Я волновался — мне хотелось понравиться затворнице, и я боялся, что если ей что-то придется не по нраву, меня тут же поразит какой-нибудь ангел-мститель. В Писании ведь всегда так бывает. Но как я ни старался, ни одного пиратского псалма не вспомнил. Тогда я откашлялся и запел единственный, который знал по-английски:
— «Господь мой дрочила, ни в чем я не буду…»
— Погоди-погоди, — перебила меня затворница. — Там разве сказано не «Господь — Пастырь мой»?
— Вообще-то сказано, госпожа, но вы же сами говорили…

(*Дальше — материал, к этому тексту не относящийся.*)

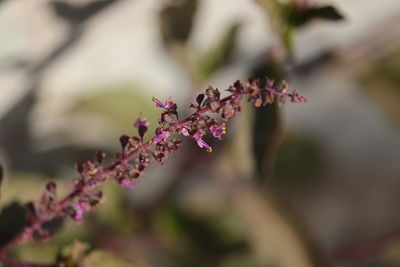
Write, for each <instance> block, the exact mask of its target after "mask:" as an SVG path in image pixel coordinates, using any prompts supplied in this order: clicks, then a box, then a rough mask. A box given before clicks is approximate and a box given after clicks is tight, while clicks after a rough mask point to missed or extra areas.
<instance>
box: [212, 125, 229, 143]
mask: <svg viewBox="0 0 400 267" xmlns="http://www.w3.org/2000/svg"><path fill="white" fill-rule="evenodd" d="M210 131H211V133H212V134H213V135H214V137H216V138H219V139H221V135H223V134H225V133H226V126H225V124H224V123H223V124H221V125H218V124H214V125H211V127H210Z"/></svg>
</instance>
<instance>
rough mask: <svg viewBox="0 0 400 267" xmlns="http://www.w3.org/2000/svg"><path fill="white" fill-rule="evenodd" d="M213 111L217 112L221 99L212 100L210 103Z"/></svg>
mask: <svg viewBox="0 0 400 267" xmlns="http://www.w3.org/2000/svg"><path fill="white" fill-rule="evenodd" d="M209 107H210V110H211V112H216V111H217V110H218V108H219V101H212V102H211V103H210V105H209Z"/></svg>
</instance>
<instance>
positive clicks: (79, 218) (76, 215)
mask: <svg viewBox="0 0 400 267" xmlns="http://www.w3.org/2000/svg"><path fill="white" fill-rule="evenodd" d="M72 207H73V208H74V210H75V212H74V214H73V215H72V219H73V220H74V221H75V222H77V223H81V222H82V221H83V212H84V211H85V210H84V205H83V204H82V203H81V202H78V203H74V204H72Z"/></svg>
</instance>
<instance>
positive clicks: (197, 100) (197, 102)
mask: <svg viewBox="0 0 400 267" xmlns="http://www.w3.org/2000/svg"><path fill="white" fill-rule="evenodd" d="M204 97H205V96H204V94H199V95H198V96H197V98H196V102H197V104H198V105H199V107H200V106H201V103H202V102H203V100H204Z"/></svg>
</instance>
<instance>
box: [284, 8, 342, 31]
mask: <svg viewBox="0 0 400 267" xmlns="http://www.w3.org/2000/svg"><path fill="white" fill-rule="evenodd" d="M286 8H287V9H286V10H284V11H283V12H284V13H286V14H287V16H286V17H287V22H288V24H289V25H293V26H296V27H300V26H303V25H305V24H307V23H309V22H311V21H312V20H314V19H323V20H329V21H339V20H343V19H344V17H343V15H341V14H340V13H339V11H337V9H336V8H335V7H333V6H321V7H310V8H308V9H306V10H299V9H297V8H296V7H295V6H294V5H290V6H287V7H286Z"/></svg>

Тут она расхохоталась. Я впервые слышал, как она смеется, и прозвучало так, словно меня похвалила сама Дева Мария. Из темной кельи, которую освещала только моя свеча с этой стороны креста, смех ее словно бы охватывал меня, обнимал с головы до пят.
— Ох, Карман, люб ты мне. Тупой как пробка, язви ее, но люб.
Кровь прихлынула к моему лицу. Я возгордился, смутился и пришел в восторг — все сразу. Я не знал, куда себя девать, а потому рухнул на колени и распростерся перед стрельчатой бойницей, вжавшись щекою в каменный пол.
— Простите меня, госпожа.
Она еще немного посмеялась.
— Восстань, сэр Карман из Песьих Мусек.
Я вскочил и уставился во тьму креста в стене — оттуда мерцала тусклая звезда, отражение пламени моей свечи в ее глазу. И я понял, что сам тоже плачу.
— Почему вы меня так назвали?
— Потому что веселишь меня, ты доблестен и заслужил. Мне кажется, мы станем очень добрыми друзьями.
Язык у меня чесался спросить, о чем это она, но лязгнула железная щеколда, и медленно отворилась дверь в коридор с кельей. В проеме стояла мать Базиль с подсвечником в руке. Вид у нее был очень недовольный.